I’m excited about our new article in the American Journal of Speech-Language Pathology (with Gerasimos Fergadiotis and Steven Bedrick) on automatic classification of paraphasias using basic natural language processing techniques.
Paraphasias are speech errors associated with aphasia. Roughly speaking, these errors may be phonologically similar to the target (dog for the target LOG) or dissimilar. They also may be semantically similar to the target (dog for the target CAT), or both (rat for the target CAT). Finally, they may be neologisms (tat for the target CAT). Finally, some paraphasias may be real words but neither phonologically nor semantically similar. The relative frequencies of these types of errors differ between people with aphasia. These can be measured in a confrontation naming task and, with complex and time-consuming manual error classification, used to create individualized profiles for treatment.

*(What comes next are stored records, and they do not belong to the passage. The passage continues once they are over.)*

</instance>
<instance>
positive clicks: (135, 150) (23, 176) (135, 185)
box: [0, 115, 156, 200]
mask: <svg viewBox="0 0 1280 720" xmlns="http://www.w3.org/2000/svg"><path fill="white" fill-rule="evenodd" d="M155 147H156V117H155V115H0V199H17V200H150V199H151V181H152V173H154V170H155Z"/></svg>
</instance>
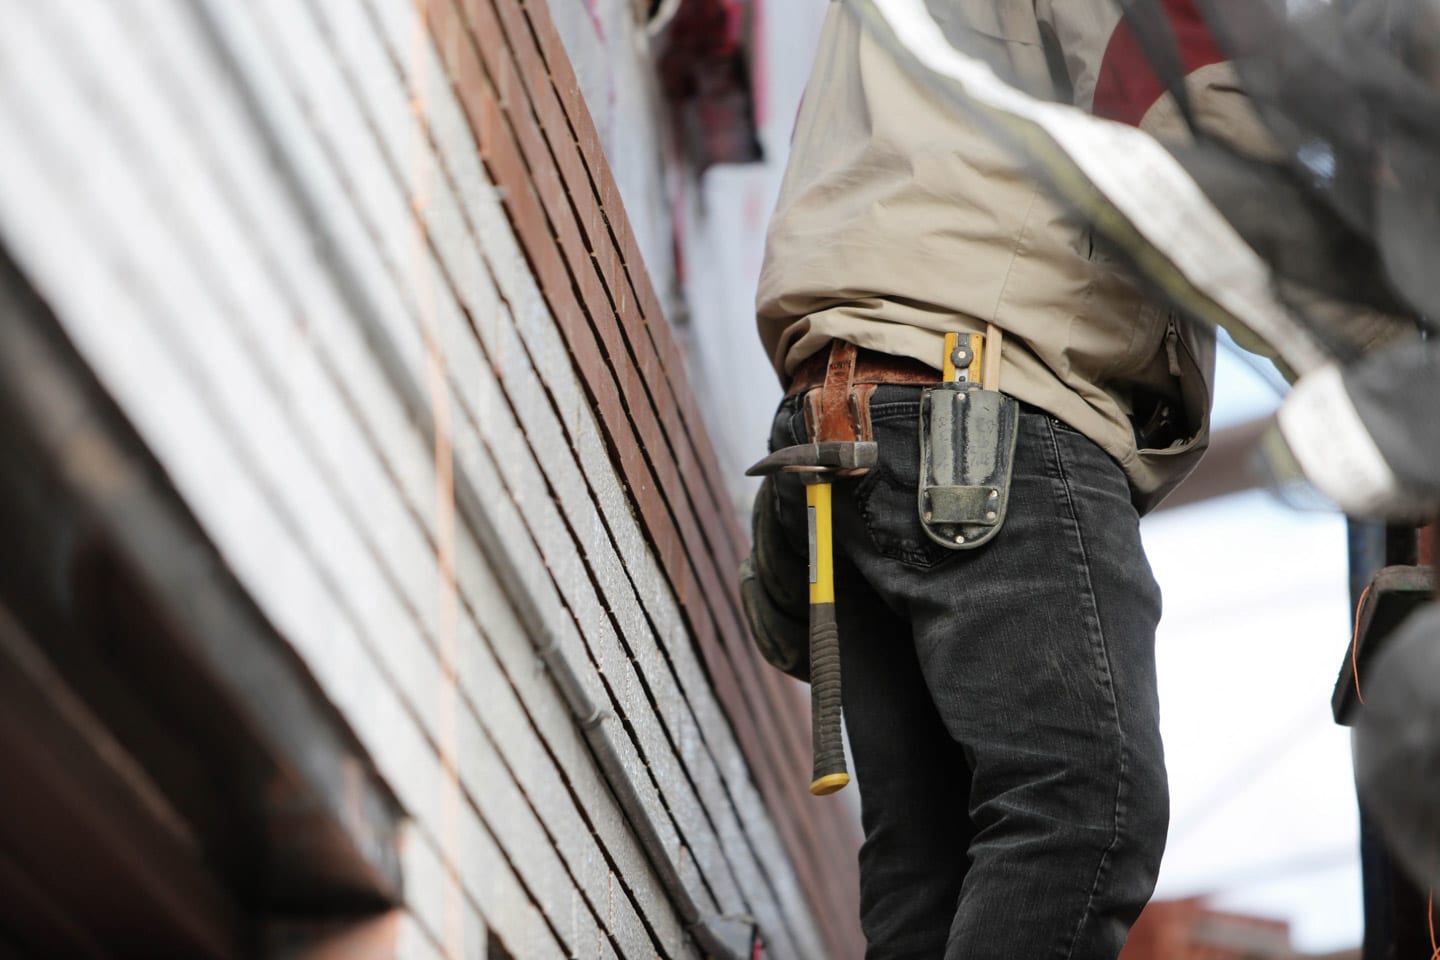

In the paper, we take archival data from a confrontation naming task and attempt to automate the classification of paraphasias. To quantify phonological similarity, we automate a series of baroque rules. To quantify semantic similarity, we use a computational model of semantic similarity (namely cosine similarity with word2vec embeddings). And, to identify neologisms, we use frequency in the SUBTLEX-US corpus. The results suggest that test scoring can in fact be automated with performance close to that of human annotators. With advances in speech recognition, it may soon be possible to develop a fully-automated computer-adaptive confrontation naming task in the near future!